Web Page Builder


Shadow and Light: The Transitory

Summer, 2004


Barbara Crooker

Two Poems


Sometimes, I Am Startled Out Of Myself,

like this morning, when the wild geese came squawking,
flapping their rusty hinges, and something about their trek
across the sky made me think about my life, the places
of brokenness, the places of sorrow, the places where grief
has strung me out to dry. And then the geese come calling,
the leader falling back when tired, another taking her place.
Hope is borne on wings. Look at the trees. They turn to gold
for a brief while, then lose it all each November.

Through the cold months, they stand, take the worst
weather has to offer.

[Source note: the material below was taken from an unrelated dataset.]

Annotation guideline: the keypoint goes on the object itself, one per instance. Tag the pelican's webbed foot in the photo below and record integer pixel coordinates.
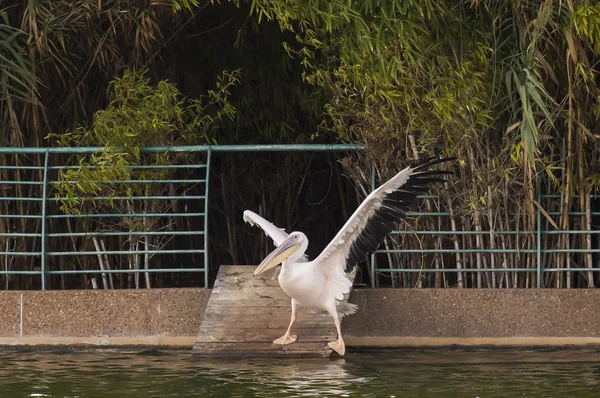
(338, 346)
(286, 339)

And still, they put out shy green leaves
come April, come May. The geese glide over the cornfields,
land on the pond with its sedges and reeds.

You do not have to be wise. Even a goose knows how to find
shelter, where the corn still lies in the stubble and dried stalks.

All we do is pass through here, the best way we can.
They stitch up the sky, and it is whole again.  
     
     
Praise Song 

Praise the light of late November,
the thin sunlight that goes deep in the bones.
Praise the crows chattering in the oak trees;
though they are clothed in night, they do not
despair. Praise what little there's left:
the small boats of milkweed pods, husks, hulls,
shells, the architecture of trees. Praise the meadow
of dried weeds: yarrow, goldenrod, chicory,
the remains of summer. Praise the blue sky
that hasn't cracked. Praise the sun slipping down
behind the beechnuts, praise the quilt of leaves
that covers the grass: Scarlet Oak, Sweet Gum,
Sugar Maple. Though darkness gathers, praise our crazy
fallen world; it's all we have, and it's never enough.